PDOT
12 de  Junho de  2009

Seminário aponta papel estratégico dos bancos públicos

 

        Durante quase quatro horas, os participantes do seminário Perspectivas do Sistema Financeiro Nacional e o Impacto na Economia do DF traçaram um panorama amplo do atual cenário econômico do Brasil e do DF com a eclosão da crise econômica mundial. Todos apresentaram sugestões de como superar o período de recessão e foram unânimes: os bancos públicos são instrumentos estratégicos para o enfrentamento dos efeitos dessa crise no país e na capital.

        Realizado na manhã de terça-feira (09), no Plenário da Câmara Legislativa, o seminário foi uma promoção da Comissão de Economia, Orçamento e Finanças por iniciativa da deputada Erika Kokay e do Sindicato dos Bancários de Brasília. O evento contou com o apoio da Confederação Nacional dos Trabalhadores do Ramo Financeiro (Contraf) e a participação de especialistas e representantes do movimento sindical, do governo, do empresariado e do sistema financeiro.        

        Crise neoliberal - O bancário, deputado federal e presidente nacional do Partido dos Trabalhadores, Ricardo Berzoini, foi crítico ao fazer um retrospecto do cenário mundial que resultou na atual crise financeira. Ele apontou que o modelo econômico neoliberal, estatizante e defensor do Estado mínimo, adotado pelos governos anteriores em obediência às diretrizes do Banco Mundial a partir da década de 1980, é uma das principais causas da falência do sistema financeiro.

        "Essa crise é gravíssima. Apesar de significativos, seus impactos só não foram maiores no Brasil por conta das medidas macro e microeconômicas adotadas pelo governo Lula desde 2003. Um Estado forte é a garantia de uma economia forte", afirmou. Para Berzoini, a atuação dos bancos públicos também tem sido elemento decisivo para reduzir os efeitos da crise mundial em terras brasileiras. "Esses bancos são fundamentais à ampliação da oferta de crédito, essencial para viabilizar um projeto de desenvolvimento sustentável para a nação. O Brasil precisa ainda defender os últimos bancos estaduais que existem. O Estado de São Paulo, por exemplo, perdeu esse instrumento importante de governabilidade.

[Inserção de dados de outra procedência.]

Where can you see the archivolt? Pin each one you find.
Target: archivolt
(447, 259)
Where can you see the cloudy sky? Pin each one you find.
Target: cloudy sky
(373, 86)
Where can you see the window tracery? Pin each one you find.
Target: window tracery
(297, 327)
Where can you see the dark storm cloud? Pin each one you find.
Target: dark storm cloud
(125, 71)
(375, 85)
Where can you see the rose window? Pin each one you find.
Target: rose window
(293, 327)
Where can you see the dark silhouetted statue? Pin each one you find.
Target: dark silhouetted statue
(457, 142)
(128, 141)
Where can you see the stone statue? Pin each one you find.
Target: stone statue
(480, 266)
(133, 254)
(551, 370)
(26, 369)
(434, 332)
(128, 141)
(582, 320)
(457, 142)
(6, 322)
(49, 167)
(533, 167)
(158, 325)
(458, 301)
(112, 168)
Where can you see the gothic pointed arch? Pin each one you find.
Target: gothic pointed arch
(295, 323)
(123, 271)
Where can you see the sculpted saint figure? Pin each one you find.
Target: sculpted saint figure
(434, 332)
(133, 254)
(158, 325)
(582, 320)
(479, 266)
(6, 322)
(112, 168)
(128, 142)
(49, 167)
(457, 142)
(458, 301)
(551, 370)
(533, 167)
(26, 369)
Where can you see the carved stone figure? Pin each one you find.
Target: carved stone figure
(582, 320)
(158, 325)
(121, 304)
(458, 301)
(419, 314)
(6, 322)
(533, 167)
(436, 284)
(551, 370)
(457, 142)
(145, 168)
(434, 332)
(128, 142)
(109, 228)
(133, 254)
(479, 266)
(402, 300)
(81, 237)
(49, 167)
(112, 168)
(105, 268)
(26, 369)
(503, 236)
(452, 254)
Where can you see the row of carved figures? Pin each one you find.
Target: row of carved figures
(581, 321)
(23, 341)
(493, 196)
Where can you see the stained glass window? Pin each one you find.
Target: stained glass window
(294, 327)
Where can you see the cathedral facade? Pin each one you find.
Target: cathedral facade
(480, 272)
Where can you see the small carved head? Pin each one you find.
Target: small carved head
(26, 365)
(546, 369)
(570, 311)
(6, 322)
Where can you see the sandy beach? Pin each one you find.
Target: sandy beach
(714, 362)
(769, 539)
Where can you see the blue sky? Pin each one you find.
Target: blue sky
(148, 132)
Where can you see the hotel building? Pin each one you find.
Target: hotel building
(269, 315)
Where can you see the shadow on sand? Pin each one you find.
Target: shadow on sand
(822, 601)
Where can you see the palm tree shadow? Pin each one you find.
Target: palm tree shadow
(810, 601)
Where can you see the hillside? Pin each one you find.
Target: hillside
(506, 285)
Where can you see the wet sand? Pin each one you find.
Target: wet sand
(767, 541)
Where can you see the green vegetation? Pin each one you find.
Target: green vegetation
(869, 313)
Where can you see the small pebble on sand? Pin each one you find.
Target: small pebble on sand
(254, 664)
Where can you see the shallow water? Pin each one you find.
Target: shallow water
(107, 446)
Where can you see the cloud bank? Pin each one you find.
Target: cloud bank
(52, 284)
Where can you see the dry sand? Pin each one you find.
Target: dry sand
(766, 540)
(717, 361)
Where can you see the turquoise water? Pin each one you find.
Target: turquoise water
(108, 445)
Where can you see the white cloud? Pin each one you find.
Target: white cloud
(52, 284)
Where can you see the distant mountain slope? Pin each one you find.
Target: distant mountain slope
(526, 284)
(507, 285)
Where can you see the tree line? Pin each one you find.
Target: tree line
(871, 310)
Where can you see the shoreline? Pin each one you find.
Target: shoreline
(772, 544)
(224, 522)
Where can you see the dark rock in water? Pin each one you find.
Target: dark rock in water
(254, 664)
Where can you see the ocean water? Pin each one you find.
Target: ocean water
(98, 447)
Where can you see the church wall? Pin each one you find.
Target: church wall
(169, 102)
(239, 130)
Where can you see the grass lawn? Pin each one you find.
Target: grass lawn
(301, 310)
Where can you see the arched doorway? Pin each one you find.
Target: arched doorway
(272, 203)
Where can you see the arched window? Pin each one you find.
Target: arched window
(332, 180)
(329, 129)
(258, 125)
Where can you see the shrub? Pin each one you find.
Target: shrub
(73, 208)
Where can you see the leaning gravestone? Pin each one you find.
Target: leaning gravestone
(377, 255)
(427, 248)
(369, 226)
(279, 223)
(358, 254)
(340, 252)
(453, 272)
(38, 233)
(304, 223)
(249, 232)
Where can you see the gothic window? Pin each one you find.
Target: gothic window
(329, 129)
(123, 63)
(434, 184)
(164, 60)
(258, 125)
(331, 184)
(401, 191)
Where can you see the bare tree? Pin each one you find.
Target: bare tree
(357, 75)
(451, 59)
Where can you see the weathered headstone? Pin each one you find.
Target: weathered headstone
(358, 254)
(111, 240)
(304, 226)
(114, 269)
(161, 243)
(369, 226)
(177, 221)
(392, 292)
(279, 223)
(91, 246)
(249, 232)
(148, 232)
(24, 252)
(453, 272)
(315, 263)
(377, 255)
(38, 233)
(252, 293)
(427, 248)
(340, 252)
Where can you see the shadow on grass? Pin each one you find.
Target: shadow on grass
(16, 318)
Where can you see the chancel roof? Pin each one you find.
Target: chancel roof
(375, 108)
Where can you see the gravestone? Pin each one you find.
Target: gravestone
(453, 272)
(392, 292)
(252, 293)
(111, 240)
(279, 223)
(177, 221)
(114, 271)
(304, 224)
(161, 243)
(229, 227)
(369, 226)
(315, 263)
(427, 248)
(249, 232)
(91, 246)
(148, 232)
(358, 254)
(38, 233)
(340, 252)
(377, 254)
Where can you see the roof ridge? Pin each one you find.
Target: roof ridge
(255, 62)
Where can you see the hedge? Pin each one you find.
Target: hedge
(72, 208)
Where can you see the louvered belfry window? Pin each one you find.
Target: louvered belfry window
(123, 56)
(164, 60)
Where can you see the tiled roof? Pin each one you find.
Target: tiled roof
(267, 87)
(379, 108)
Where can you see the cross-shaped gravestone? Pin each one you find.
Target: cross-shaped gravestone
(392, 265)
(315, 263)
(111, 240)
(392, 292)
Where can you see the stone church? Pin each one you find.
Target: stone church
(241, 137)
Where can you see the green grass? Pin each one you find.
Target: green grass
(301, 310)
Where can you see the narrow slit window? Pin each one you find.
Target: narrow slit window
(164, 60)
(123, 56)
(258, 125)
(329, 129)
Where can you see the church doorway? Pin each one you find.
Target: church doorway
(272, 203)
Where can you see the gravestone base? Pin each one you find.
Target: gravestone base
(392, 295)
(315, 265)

O BRB é um ativo importante para o povo do Distrito Federal, se bem gerido, é claro", completou.

        "A redução das taxas de juros praticada pelos bancos públicos desde 2003 foi decisiva para diminuir o impacto da turbulência no país", concordou o presidente do Sindicato dos Bancários do Distrito Federal, Rodrigo Britto.

        Ele cobrou da nova direção do Banco do Brasil uma política para inclusão de clientes de baixa renda e criticou a ausência de um representante do BRB no seminário, bem como uma definição, por parte do governador Arruda, quanto ao futuro do banco. "O BRB é patrimônio do povo brasiliense e tem que ser usado para fortalecer a economia do DF assim como os demais bancos públicos brasileiros estão fortalecendo a economia nacional", destacou Rodrigo Britto.

         Pela redução do custo do capital - Em uma exposição altamente técnica, o professor do Departamento de Economia da Universidade de Brasília (UnB) José Luis Oreiro defendeu que é mais do que urgente a diminuição do custo do capital no Brasil. Isso, segundo ele, passa necessariamente pela redução do spread bancário – ou seja, a diferença entre a taxa paga pelo banco e a que é aplicada em empréstimos aos consumidores – para que o país destrave seus instrumentos de desenvolvimento econômico.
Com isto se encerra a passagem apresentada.